Within 14 of BC’s largest communities more than 21,000 households are on the wait list for BC Housing support. More than 3,000 homes are on hold in various states of completion because they’re waiting on provincial funding.
These are some of the results of a housing survey done by UBCM and the BC Urban Mayors’ Caucus to help understand critical housing gaps. It also shows escalating costs as local governments pick up the Province’s tab. Results of the survey were shared at a Convention session, Delivering Affordable Housing on Monday.
The survey shows what local governments already know: there is a deep need for supportive and affordable housing in BC. Local governments are trying to help – some have started their own housing agencies, others are buying land, offering nominal leases, and waiving fees. But local governments do not have the financial resources to address what is truly a provincial responsibility.

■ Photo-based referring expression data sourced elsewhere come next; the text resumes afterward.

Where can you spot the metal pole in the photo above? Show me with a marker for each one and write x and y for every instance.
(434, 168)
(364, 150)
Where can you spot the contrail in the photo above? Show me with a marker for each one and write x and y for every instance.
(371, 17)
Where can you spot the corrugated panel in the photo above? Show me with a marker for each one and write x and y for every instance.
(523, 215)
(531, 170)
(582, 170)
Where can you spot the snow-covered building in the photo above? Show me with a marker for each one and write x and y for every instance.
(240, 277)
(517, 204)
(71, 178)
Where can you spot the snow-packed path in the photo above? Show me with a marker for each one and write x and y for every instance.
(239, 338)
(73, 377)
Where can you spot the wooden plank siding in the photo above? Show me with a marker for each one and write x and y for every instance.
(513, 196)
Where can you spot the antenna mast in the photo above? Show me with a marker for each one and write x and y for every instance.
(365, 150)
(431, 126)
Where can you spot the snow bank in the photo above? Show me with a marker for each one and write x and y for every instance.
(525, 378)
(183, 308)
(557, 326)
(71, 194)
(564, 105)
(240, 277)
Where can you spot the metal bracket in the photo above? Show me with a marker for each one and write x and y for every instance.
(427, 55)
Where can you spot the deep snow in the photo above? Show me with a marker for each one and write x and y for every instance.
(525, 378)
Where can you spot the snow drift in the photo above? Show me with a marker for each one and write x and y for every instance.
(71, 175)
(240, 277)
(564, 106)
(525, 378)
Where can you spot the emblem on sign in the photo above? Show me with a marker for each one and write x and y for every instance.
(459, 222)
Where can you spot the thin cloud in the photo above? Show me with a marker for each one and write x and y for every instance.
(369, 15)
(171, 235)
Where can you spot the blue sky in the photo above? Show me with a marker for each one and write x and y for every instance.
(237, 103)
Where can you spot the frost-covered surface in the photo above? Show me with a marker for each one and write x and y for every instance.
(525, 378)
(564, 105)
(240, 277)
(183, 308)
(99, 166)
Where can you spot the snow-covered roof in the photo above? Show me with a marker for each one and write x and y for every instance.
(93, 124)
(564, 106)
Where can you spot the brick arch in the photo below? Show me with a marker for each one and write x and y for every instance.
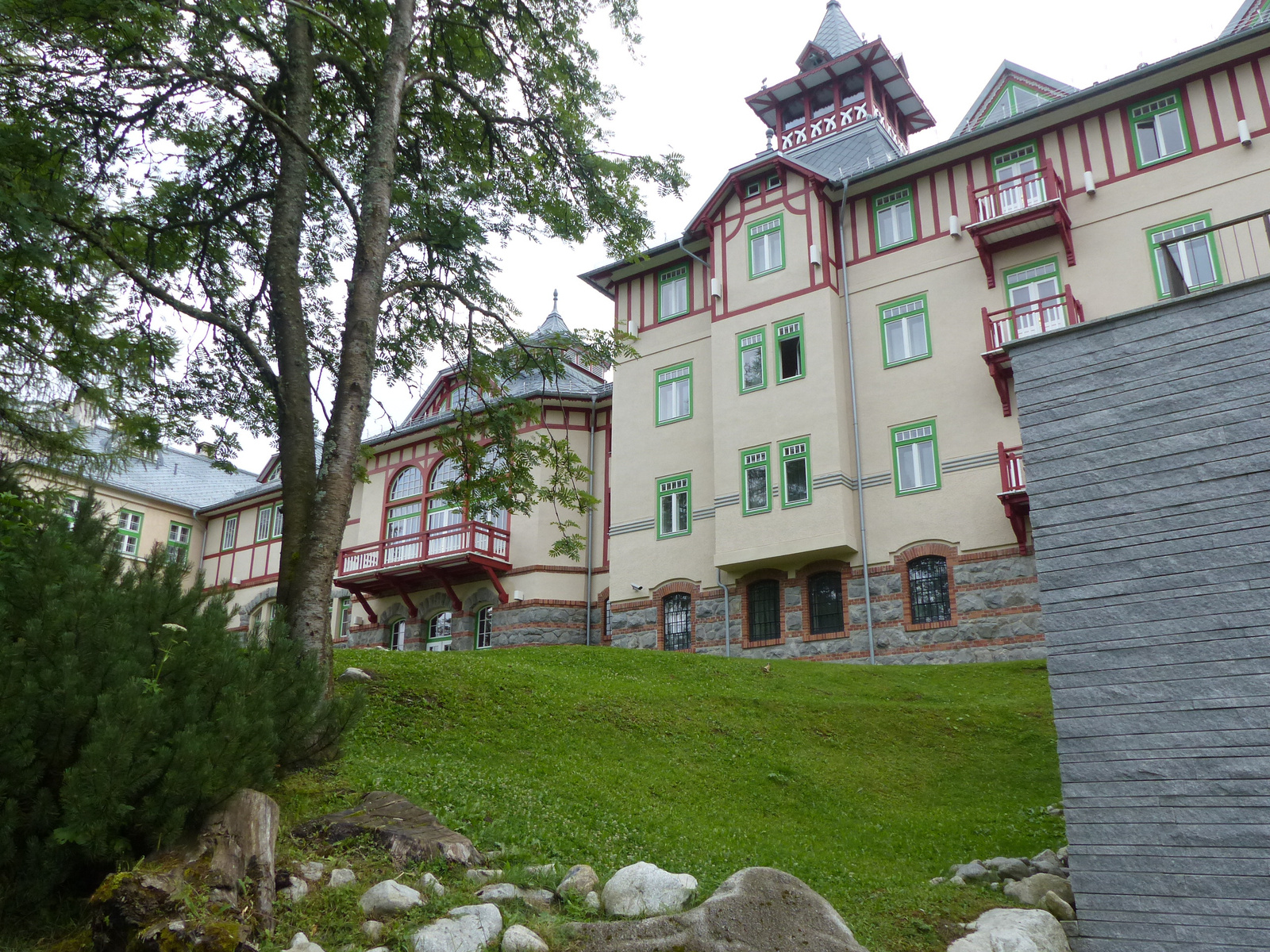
(743, 584)
(918, 551)
(667, 588)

UBCM and the BCUMC are calling on the Province to accelerate project delivery through streamlined processes, renewed project funding and dedicated support teams, while urging the Government to provide bridge supports to local governments and partner social support agencies to address sheltering, encampments, sanitation, and services for people experiencing homelessness.
Here’s the top line:
- 21,000 households are on the waitlist for help from BC Housing. And that doesn’t include families in non-urban communities or the housing non-profits that operate separately from the BC Housing waitlist.
- More than 3,000 homes are on hold between 6 urban communities because they’re waiting for provincial funding.

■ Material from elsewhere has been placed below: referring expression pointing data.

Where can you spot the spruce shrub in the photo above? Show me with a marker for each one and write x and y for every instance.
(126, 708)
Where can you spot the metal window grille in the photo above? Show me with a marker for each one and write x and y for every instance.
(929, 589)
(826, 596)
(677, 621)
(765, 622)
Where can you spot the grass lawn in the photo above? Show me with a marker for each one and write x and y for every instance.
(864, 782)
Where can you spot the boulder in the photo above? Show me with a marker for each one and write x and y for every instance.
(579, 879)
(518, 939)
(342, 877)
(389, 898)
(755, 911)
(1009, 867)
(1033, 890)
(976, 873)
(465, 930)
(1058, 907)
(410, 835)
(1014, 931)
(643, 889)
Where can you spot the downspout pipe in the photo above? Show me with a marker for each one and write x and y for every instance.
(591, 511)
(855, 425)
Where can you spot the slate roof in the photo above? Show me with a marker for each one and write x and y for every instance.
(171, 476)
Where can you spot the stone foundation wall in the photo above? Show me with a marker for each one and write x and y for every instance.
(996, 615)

- Local governments are working hard to support housing, and this survey shows the receipts. They are buying land, offering nominal leases, funding their own housing authorities, awarding grants to local housing initiatives, and shouldering substantial cost increases for fire and police departments that are providing care and responses to people experiencing homelessness.
- The housing needs reports local governments have been required to produce show there is a need for about 31,000 below-market rental units – just among 13 urban communities. Local governments do not have the tax base to make this happen.